Tak więc naród amerykański musi się obudzić, ponieważ w przeciwnym razie oddamy naszą przyszłość w ręce elity politycznej i ekonomicznej, która zrobi wszystko, aby zachować to, co ma, tak długo, jak to możliwe, nawet jeśli oznacza to w końcu zniszczenie wszystkiego, co można uratować.

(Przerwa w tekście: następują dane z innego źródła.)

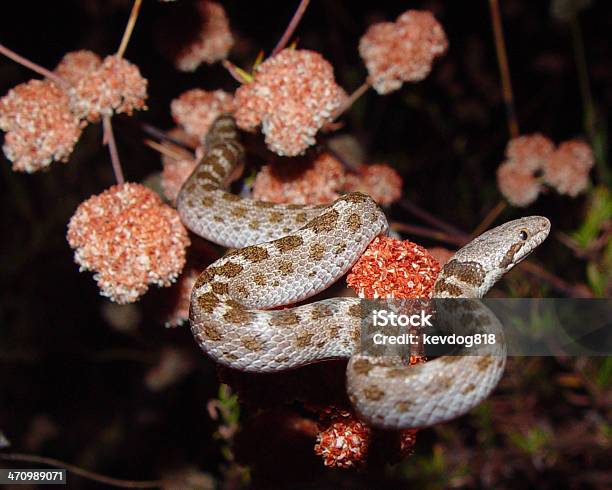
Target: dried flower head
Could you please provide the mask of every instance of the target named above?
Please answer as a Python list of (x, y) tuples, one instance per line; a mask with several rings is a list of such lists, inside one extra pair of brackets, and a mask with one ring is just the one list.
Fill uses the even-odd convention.
[(113, 113), (146, 109), (147, 80), (138, 67), (118, 56), (107, 56), (98, 69), (70, 90), (72, 110), (81, 119), (97, 121)]
[(402, 197), (400, 174), (386, 163), (360, 165), (359, 174), (348, 175), (346, 190), (369, 194), (378, 204), (387, 205)]
[(363, 464), (370, 444), (371, 429), (349, 412), (342, 412), (317, 435), (315, 453), (325, 466), (351, 468)]
[(506, 146), (506, 156), (519, 167), (535, 172), (544, 166), (554, 149), (549, 138), (534, 133), (511, 139)]
[(447, 48), (442, 26), (431, 12), (419, 10), (406, 11), (395, 22), (374, 24), (359, 40), (359, 54), (379, 94), (423, 80)]
[(13, 170), (28, 173), (68, 160), (81, 135), (70, 99), (49, 80), (22, 83), (0, 99), (0, 129)]
[(196, 88), (174, 99), (170, 109), (177, 124), (187, 133), (202, 139), (217, 116), (233, 112), (234, 100), (231, 94), (223, 90), (207, 92)]
[(439, 272), (436, 259), (420, 245), (378, 236), (346, 282), (360, 298), (429, 298)]
[(212, 64), (225, 59), (234, 45), (227, 15), (221, 4), (199, 0), (200, 30), (194, 40), (182, 47), (175, 59), (182, 71), (194, 71), (202, 62)]
[(253, 197), (270, 202), (325, 204), (340, 197), (344, 179), (342, 164), (321, 153), (305, 166), (264, 166), (255, 178)]
[(53, 72), (71, 85), (76, 85), (82, 78), (97, 70), (102, 58), (96, 53), (82, 49), (66, 53)]
[(547, 159), (544, 180), (560, 194), (576, 197), (586, 189), (593, 163), (593, 152), (584, 141), (564, 141)]
[(80, 269), (95, 271), (101, 294), (117, 303), (136, 301), (150, 284), (174, 282), (189, 245), (176, 210), (132, 183), (82, 202), (70, 219), (67, 238)]
[(331, 122), (345, 98), (332, 66), (320, 54), (284, 49), (256, 68), (251, 83), (238, 88), (235, 115), (246, 131), (261, 124), (272, 151), (295, 156), (315, 143), (317, 131)]
[(517, 207), (529, 206), (542, 190), (533, 171), (512, 160), (497, 167), (497, 186), (508, 202)]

Margaret Flowers: Bardzo dziękuję za wszystko, co pan robi, aby być głosem rozsądku i edukować społeczeństwo o tym wszystkim. Jest to naprawdę krytyczny czas i uważam, że musimy coraz częściej prowadzić takie dyskusje na temat roli Stanów Zjednoczonych, tego, że sytuacja ulega zmianie i że musimy iść w kierunku dyplomacji opartej na współpracy, a nie dominacji militarnej na świecie. Bardzo dziękuję za poświęcenie czasu na dzisiejszą rozmowę.
Scott Ritter: Dziękuję za rozmowę.
Opracował: Zygmunt Białas
na postawie: UNCUT NEWS
___________________
William Scott Ritter Jr. (ur. 15 lipca 1961) jest pisarzem i ekspertem oraz byłym oficerem wywiadu Korpusu Piechoty Morskiej Stanów Zjednoczonych i inspektorem broni ONZ . Służył jako młodszy analityk wojskowy podczas operacji Pustynna Burza , a następnie jako członek Komisji Specjalnej ONZ (UNSCOM) nadzorującej rozbrojenie broni masowego rażenia (BMR) w Iraku w latach 1991-1998, z której zrezygnował w proteście. Później stał się krytykiem wojny w Iraku i polityki zagranicznej Stanów Zjednoczonych na Bliskim Wschodzie.